If you are using this repository, please consider citing our works (see links at the end of this README file).


Getting Started

These instructions will get you a copy of the project up and running on your local machine for development and testing purposes. We highly suggest running Tami in a Docker container, especially to run experiments on the GPU. Otherwise, you can run Tami in a virtualenv (see Section virtualenv).

Run in a Docker container

SUGGESTED installation, almost mandatory for experimenting on GPU

You can run TAMI in a container built upon the tensorflow/tensorflow:2.7.0-gpu image. This is strongly suggested for handling dependencies related to GPU drivers because you only need to install Docker and the NVIDIA Docker support to work with the Tensorflow GPU support (see also Tensorflow Docker Requirements for further instructions).

You can either (1. Suggested) download the latest image from our cloud or (2.) build Tami image locally.

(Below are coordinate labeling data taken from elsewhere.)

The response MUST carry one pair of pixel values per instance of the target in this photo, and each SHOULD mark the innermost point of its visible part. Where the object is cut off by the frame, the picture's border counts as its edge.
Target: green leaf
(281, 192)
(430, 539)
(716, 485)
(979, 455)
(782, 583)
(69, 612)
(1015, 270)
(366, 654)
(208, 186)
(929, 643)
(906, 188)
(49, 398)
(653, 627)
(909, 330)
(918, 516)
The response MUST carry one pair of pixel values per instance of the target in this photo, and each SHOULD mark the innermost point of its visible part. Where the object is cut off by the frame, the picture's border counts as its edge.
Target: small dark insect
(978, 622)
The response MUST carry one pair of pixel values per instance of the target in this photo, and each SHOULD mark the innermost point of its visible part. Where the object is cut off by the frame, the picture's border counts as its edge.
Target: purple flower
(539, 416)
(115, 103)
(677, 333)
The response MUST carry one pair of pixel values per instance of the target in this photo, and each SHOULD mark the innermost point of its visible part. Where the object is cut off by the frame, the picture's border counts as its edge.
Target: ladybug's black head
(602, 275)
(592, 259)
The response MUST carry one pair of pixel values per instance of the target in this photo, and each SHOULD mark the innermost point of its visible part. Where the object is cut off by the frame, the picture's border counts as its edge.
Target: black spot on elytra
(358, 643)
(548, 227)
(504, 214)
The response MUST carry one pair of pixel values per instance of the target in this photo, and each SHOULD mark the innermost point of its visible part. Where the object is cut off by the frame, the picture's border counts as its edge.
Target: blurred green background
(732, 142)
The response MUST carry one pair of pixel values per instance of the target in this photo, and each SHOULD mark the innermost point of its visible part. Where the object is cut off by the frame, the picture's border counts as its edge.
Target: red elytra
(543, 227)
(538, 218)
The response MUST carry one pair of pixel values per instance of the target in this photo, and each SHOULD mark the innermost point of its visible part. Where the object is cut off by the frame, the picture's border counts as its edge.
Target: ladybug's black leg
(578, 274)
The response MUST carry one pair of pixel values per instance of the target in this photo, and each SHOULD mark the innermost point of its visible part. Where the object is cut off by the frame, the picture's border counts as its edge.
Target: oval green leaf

Download latest Tami from the cloud

In the docker/ folder of this repository, there is a script download_and_load_image.sh which downloads the latest Tami image from the cloud and load locally the image in docker. Once loaded, you can run it with run_container.sh.

Scripts Usage:

download_and_load_image.sh

run_container.sh [--no-gpu] [--quantum]

Default execution:

docker/download_and_load_image.sh
docker/run_container.sh

Build Tami locally

In the docker/ folder of this repository, there is a Dockerfile that builds the image and installs the requirements for TAMI, and two scripts (build_image.sh and run_container.sh) to handle the docker operations.

Scripts Usage:

build_image.sh [--quantum]

run_container.sh [--no-gpu] [--quantum]

Default execution:

docker/build_image.sh
docker/run_container.sh
External tools required for vectorization:

GIST DESCRIPTOR

The script install.sh should take care of the gist descriptor tool integration. If something fails, manually install the repo:

git clone https://github.com/tuttieee/lear-gist-python

Run in a Virtualenv

Tested on Ubuntu 20.04

You can run the script install.sh to set up all the necessary dependencies (excluding the GPU ones). Then, you should install all the necessary libraries with pip

pip install -r requirements/partial_requirements.txt 

Usage

There are 3 scripts that handle Tami executions: train_test.py (the main one) pre_processing.py, and post_processing.py. There are more utilities scripts in the scripts folder, such as backup data and cleaning up old results/logs. Also, the script main_literature.py (which is based on the train_test.py one) allows to train and test a specific set of DL models from the literature (for 'related works' comparison).

Train and test models

The script train_test.py allows training different DL models over a provided dataset. Also, it allows performing model assessment (through tuning the hyperparameters), save and load trained models, and output graphs and results on the training phase.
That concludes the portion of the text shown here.